Nas rochas sedimentares a norte do MIS, o encurtamento provocado pela instalação do maciço encontra-se materializado por uma dobra. A ascensão de magmas por constraste de densidade origina um problema de espaço que, frequentemente, é resolvido através da deformação, por dobramento, das rochas encaixantes. A mesma sequência observada em #1 está agora dobrada.

3. Erosão diferencial (N 37º 58’ 11.7’’ - W 8º 52’ 14.9’’).

Filão de cor escura de composição basáltica e textura porfíritica que se encontra recuado em relação às rochas sedimentares contíguas (encaixante). Devido à sua natureza, estrutura e composição as rochas que constituem o filão alteramse mais falcilmente provocando um vazio no espaço correspondente ao filão.

 

4. Dobra e falha. (N 37º 58’ 12.3’’ - W 8º 52’ 14’’).

A sequência de rochas carbonatadas do Jurássico encontra-se dobrada e com uma ruptura do flanco sul, formando uma falha. Esta deformação está associada com a intrusão do MIS.

 

5. Sequência de eventos interpretada a partir das relações de corte (N 37º 58’ 6.5’’ - W 8º 52’ 18.9’’).

Afloramento em que se observa a sequência temporal pela qual ocorrem os vários tipos de rocha.

  1. Sequência de rochas sedimentares do Jurássico com inclinação para norte como resultado da instalação dos gabros do MIS.
  2. A sequência sedimentar é cortada pela instalação de um filão (Cretácico superior) associado ao MIS.
  3. As relações geométricas são obliteradas, à superfície, pela erosão e posterior deposição de sedimentos mais recentes (Holocénico) que se encontram na horizontal.

 

6. Metamorfismo de contato – Corneanas cálcicas (N 37º 58’ 6.4’’ - W 8º 52’ 22.1’’).

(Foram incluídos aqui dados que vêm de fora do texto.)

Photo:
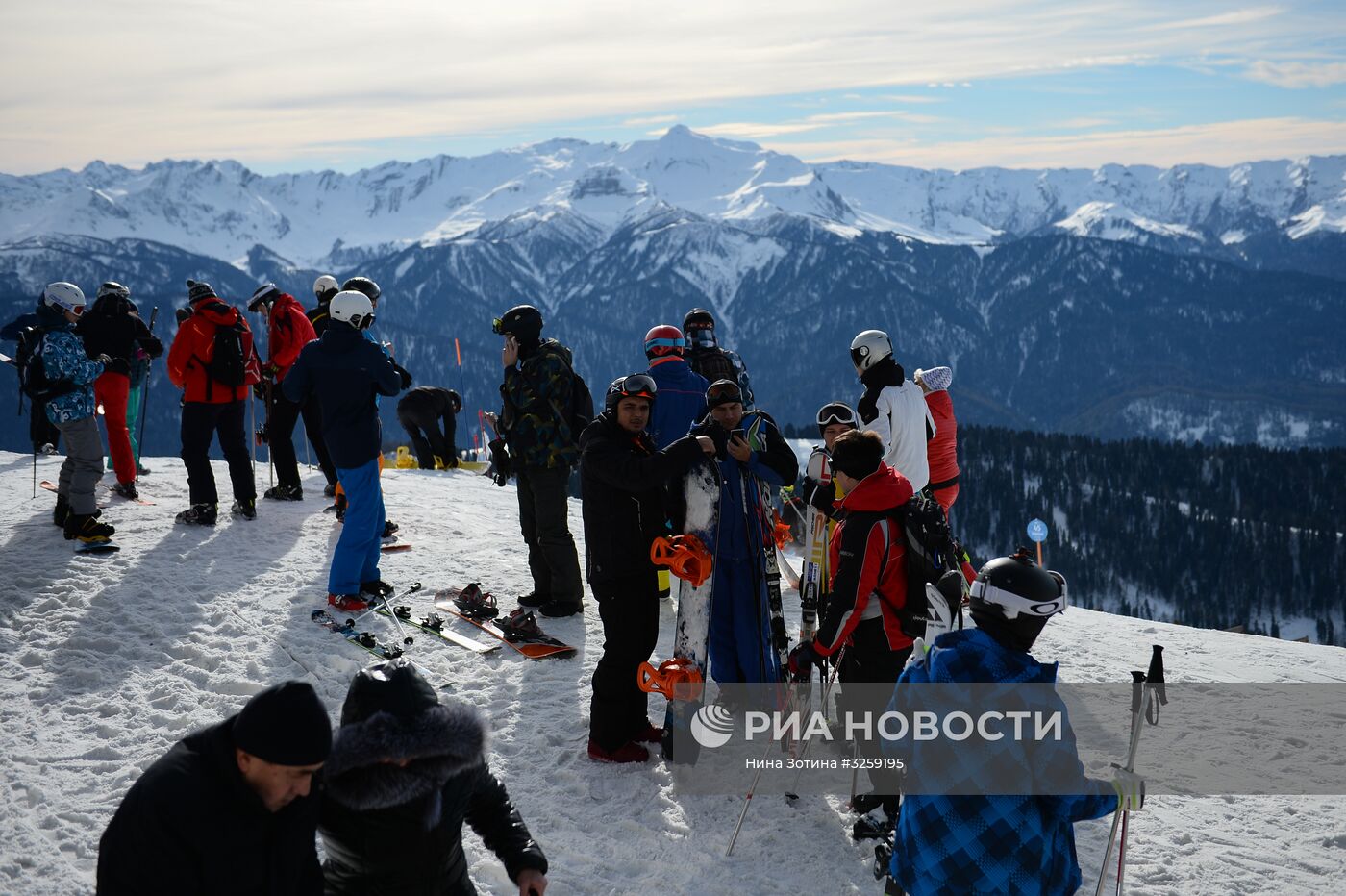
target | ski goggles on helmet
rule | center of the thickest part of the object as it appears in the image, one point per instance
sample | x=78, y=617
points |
x=836, y=411
x=1012, y=605
x=723, y=391
x=635, y=386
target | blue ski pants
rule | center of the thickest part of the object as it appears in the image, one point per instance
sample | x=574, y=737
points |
x=356, y=558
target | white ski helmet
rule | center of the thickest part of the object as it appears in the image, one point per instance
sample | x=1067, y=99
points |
x=326, y=286
x=64, y=296
x=868, y=349
x=352, y=307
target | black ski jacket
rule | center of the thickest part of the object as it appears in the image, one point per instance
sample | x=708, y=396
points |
x=108, y=329
x=399, y=831
x=622, y=485
x=192, y=825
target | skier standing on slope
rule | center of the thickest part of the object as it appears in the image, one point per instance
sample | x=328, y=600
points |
x=892, y=407
x=682, y=389
x=323, y=290
x=868, y=589
x=229, y=809
x=706, y=357
x=110, y=329
x=420, y=411
x=750, y=452
x=70, y=408
x=622, y=479
x=212, y=361
x=404, y=774
x=288, y=331
x=346, y=371
x=1000, y=844
x=535, y=423
x=942, y=451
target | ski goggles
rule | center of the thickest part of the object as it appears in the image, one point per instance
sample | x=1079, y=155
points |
x=722, y=391
x=836, y=411
x=1013, y=605
x=635, y=386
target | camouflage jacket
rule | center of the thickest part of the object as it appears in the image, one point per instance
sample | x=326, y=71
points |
x=537, y=397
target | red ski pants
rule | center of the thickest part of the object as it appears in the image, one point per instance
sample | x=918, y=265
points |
x=112, y=390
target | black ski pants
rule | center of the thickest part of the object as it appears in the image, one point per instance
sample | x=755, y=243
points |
x=870, y=662
x=312, y=414
x=630, y=611
x=421, y=424
x=201, y=421
x=542, y=519
x=280, y=437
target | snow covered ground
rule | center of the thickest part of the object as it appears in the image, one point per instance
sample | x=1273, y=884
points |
x=107, y=660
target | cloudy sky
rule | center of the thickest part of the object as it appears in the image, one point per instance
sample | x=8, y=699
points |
x=292, y=85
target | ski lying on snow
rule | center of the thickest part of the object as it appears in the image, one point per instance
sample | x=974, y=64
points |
x=535, y=647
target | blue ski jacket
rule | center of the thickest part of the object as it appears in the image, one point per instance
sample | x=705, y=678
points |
x=63, y=358
x=1013, y=845
x=682, y=400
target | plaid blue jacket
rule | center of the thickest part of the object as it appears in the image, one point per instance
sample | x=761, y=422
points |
x=1006, y=845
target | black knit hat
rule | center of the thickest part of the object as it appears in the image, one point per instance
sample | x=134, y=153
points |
x=198, y=290
x=286, y=725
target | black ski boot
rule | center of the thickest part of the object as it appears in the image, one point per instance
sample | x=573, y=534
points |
x=61, y=511
x=87, y=529
x=199, y=515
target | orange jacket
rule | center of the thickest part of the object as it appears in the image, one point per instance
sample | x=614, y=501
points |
x=194, y=346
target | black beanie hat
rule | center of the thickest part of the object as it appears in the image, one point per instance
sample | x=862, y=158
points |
x=286, y=725
x=198, y=290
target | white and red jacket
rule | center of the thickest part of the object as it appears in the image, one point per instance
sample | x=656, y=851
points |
x=868, y=562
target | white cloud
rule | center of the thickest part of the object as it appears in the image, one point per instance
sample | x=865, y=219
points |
x=1298, y=74
x=205, y=78
x=1220, y=144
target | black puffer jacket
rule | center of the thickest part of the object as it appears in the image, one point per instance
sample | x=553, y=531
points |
x=192, y=825
x=622, y=485
x=393, y=829
x=108, y=329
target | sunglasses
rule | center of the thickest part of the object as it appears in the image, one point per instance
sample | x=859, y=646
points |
x=636, y=386
x=724, y=390
x=836, y=411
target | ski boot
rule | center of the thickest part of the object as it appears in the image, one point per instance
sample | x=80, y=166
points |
x=520, y=626
x=61, y=511
x=199, y=515
x=477, y=605
x=87, y=529
x=349, y=603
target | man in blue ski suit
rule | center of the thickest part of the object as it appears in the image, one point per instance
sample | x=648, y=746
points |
x=750, y=452
x=1020, y=844
x=346, y=371
x=682, y=389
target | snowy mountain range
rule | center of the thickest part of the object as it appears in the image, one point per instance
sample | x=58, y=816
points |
x=1119, y=302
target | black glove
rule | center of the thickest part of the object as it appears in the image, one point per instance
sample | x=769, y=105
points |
x=821, y=495
x=501, y=468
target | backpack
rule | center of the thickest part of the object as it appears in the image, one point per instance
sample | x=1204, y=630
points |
x=935, y=579
x=33, y=374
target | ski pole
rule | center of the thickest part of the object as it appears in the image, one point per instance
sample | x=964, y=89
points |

Os calcários que se encontram na zona de contato com a intrusão do MIS sofrem um forte aumento de temperatura –metamorfismo de contato que provoca um aumento na granularidade do calcário encaixante. Formam-se, assim, as corneanas - rochas de cor cinza a negra e textura granular de aspeto sacaróide semelhante ao mármore. Estas corneanas cálcicas apresentam uma estrutura bandada fortemente inclinada e uma direção próxima de E-W. A maior inclinação destas camadas está relacionada com a maior proximidade ao gabro do MIS. A instalação do MIS provoca uma forte inclinação das camadas na zona de contato que se atenua nos níveis que se observam mais a norte.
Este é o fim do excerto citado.